TITLE IV. CONCERNING THE CUSTODY AND SENTENCE OF CONDEMNED PERSONS.

I.Where a Judge is Asked to Punish Crime, and is afterwards Treated with Contempt.
II.The Governor of the City shall Aid the Judge in the Arrest of Persons Accused of Crime.
III.Where a Person Breaks out of Prison, or Influences the Jailer for that Purpose.
IV.Concerning the Compensation which may be Received from those in Custody.
V.Where a Judge who is Lenient to Offenders against the Law, Releases a Criminal.
VI.Concerning the Punishment of a Judge who Improperly Discharges a Criminal.
VII.A Person Guilty of Crime shall Receive the Sentence of the Law not Secretly, but in Public.

THE GLORIOUS FLAVIUS RECESVINTUS, KING.

I. Where a Judge is Asked to Punish Crime, and is afterwards Treated with Contempt.

If anyone should accuse another of theft, before a judge, and should afterwards be guilty of contempt of court, by accepting anything from the thief by way of compensation, without the judge’s knowledge, he shall be compelled to pay five solidi to the judge, on account of his insolence. Where a slave, without the knowledge of his master, is guilty of this offence, he shall receive a hundred lashes, and his master shall incur no liability whatever, on account of his act. But if he should do this with the consent of his master, the latter shall be compelled to pay the sum hereinbefore mentioned.

ANCIENT LAW.

II. The Governor of the City shall Aid the Judge in the Arrest of Persons Accused of Crime.

Whenever a Goth, or anyone else, is accused of crime, the judge must use every effort to arrest him. If, however, the judge himself is not sufficiently powerful to apprehend and imprison him, he may apply to the governor of the city for assistance, to effect what his authority of itself is not sufficient to accomplish. The aforesaid governor must immediately employ all his power to that end, in order that a person guilty of crime may not defy the law.

ANCIENT LAW.

III. Where a Person Breaks out of Prison, or Influences the Jailer for that Purpose.

If anyone should break out of prison, or should use undue influence upon the turnkey, or upon the jailer himself, or upon any keeper who has charge of prisoners, by means of which any prisoner should be unlawfully released, without the order of the judge; he shall suffer the same punishment which the escaped or liberated prisoner himself would have suffered.

ANCIENT LAW.

IV. Concerning the Compensation which may be Received from those in Custody.

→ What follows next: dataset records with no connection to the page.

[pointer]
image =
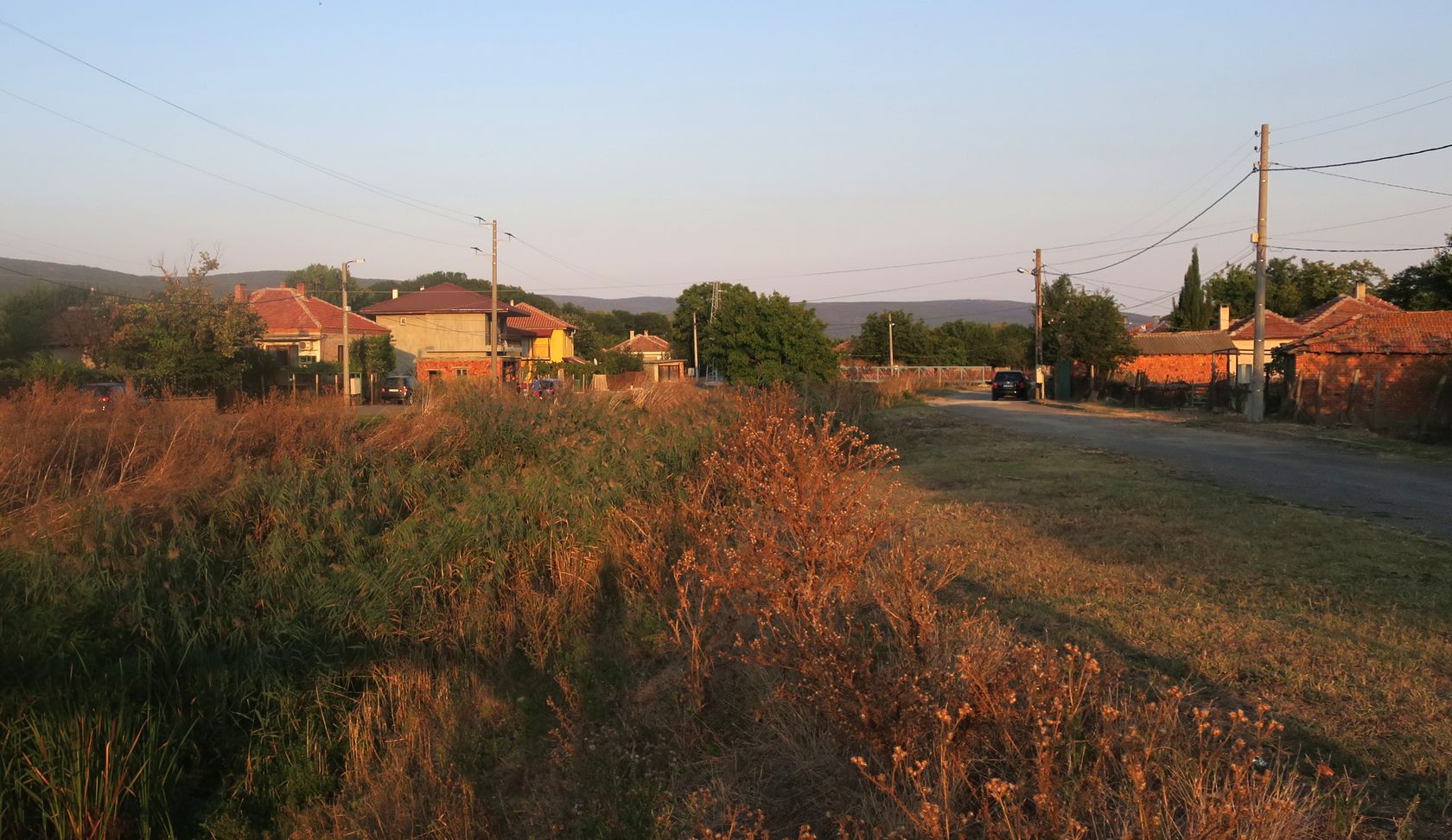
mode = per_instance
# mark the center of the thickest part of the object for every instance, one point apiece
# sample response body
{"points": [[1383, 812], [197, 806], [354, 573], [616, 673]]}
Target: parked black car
{"points": [[1009, 384], [106, 393], [398, 389]]}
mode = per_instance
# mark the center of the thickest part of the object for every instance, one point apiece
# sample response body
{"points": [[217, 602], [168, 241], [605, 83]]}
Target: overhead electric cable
{"points": [[386, 194], [1364, 122], [1358, 250], [1374, 181], [1366, 106], [236, 183], [1278, 169]]}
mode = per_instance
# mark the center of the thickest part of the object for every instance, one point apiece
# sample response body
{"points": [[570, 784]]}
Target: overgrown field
{"points": [[681, 615]]}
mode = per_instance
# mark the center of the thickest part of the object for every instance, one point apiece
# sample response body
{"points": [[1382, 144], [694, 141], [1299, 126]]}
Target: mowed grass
{"points": [[1342, 626]]}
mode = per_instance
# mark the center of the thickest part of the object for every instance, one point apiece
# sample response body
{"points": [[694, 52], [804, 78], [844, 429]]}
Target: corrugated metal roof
{"points": [[1197, 343]]}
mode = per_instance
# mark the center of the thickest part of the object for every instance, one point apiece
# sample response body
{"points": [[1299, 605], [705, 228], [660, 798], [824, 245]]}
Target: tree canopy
{"points": [[1193, 309], [183, 338], [1423, 286], [1293, 286], [754, 338], [1085, 327]]}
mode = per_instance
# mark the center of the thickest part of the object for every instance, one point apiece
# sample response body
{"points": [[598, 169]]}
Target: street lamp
{"points": [[347, 382]]}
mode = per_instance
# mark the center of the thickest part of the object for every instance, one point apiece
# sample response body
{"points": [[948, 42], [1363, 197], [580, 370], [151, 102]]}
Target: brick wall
{"points": [[1349, 393], [1195, 369]]}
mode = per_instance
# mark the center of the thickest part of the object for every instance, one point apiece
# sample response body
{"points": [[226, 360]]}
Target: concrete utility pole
{"points": [[1039, 321], [1257, 405], [347, 382]]}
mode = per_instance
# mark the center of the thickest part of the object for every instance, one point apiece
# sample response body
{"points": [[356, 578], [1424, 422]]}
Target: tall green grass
{"points": [[194, 605]]}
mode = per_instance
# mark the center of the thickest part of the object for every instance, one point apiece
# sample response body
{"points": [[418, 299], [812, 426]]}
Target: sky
{"points": [[638, 149]]}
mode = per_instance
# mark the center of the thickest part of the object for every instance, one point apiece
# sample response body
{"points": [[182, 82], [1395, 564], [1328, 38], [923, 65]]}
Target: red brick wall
{"points": [[1195, 369], [1407, 385], [449, 366]]}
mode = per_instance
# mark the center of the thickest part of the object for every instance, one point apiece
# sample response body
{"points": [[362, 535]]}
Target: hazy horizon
{"points": [[653, 147]]}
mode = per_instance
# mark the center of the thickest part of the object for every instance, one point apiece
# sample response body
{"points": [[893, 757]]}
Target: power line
{"points": [[1366, 221], [1223, 196], [1366, 162], [1358, 250], [1366, 121], [914, 286], [391, 194], [236, 183], [1374, 181], [1368, 106]]}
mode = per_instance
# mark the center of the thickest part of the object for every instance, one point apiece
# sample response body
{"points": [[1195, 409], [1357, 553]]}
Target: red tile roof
{"points": [[1339, 309], [1277, 327], [533, 321], [1420, 333], [442, 297], [288, 311], [644, 343], [1194, 343]]}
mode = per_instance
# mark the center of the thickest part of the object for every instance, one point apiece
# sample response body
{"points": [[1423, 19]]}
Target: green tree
{"points": [[183, 340], [1293, 286], [1423, 286], [1193, 308], [617, 361], [754, 338], [1085, 327], [914, 341], [373, 354]]}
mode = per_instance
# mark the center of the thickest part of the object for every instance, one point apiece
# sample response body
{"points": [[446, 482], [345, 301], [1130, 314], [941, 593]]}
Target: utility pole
{"points": [[494, 302], [347, 380], [1257, 405], [1039, 321], [696, 347]]}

Where a judge has charge of persons who have been arrested, or where officers have arrested them, or have received them for safe keeping; none of them shall be entitled to exact anything from said prisoners, on account of their keeping, or of their discharge, in case such prisoners should prove to be innocent. But where they are proved to be guilty, said officers shall not be forbidden to demand from each prisoner, one tremisa. If the party arrested should be released, upon giving the pecuniary compensation required by law, the judge himself shall pay over said sum to those who are entitled to the same, except the tenth part of it, which he himself shall have a right to retain for his trouble. If anyone should accept a larger amount than we have stated, he must restore it, twofold, to him from whom he exacted it.

ANCIENT LAW.

V. Where a Judge who is Lenient to Offenders against the Law, Releases a Criminal.

Where a judge, corrupted by a bribe of any description whatever, puts an innocent man to death, he himself shall be punished in like manner. If he should discharge a person who has committed a capital crime, he shall pay sevenfold the amount which he received for his release, to him who was injured by the criminal; and, stripped of judicial power, and rendered infamous, he shall be compelled by the judge who succeeds him, to produce in court the party whom he released; so that the latter, when, convicted, may undergo the punishment which he deserved.

THE GLORIOUS FLAVIUS RECESVINTUS, KING.

VI. Concerning the Punishment of a Judge who Improperly Discharges a Criminal.

A judge shall not spare a criminal, on account of the patronage or friendship of any person. If, in his leniency and partiality, he should not vindicate the innocent, or should discharge the guilty, he shall not be put to death, or undergo any mutilation of body; but shall only pay the sum required by law in satisfaction for homicide, or of any other crime which may be involved.

ANCIENT LAW.

VII. A Person Guilty of Crime shall Receive the Sentence of the Law not Secretly, but in Public.

When a judge inflicts the death penalty upon a criminal, he shall execute the sentence of the law not in secret and retired places, but publicly, in the sight of all.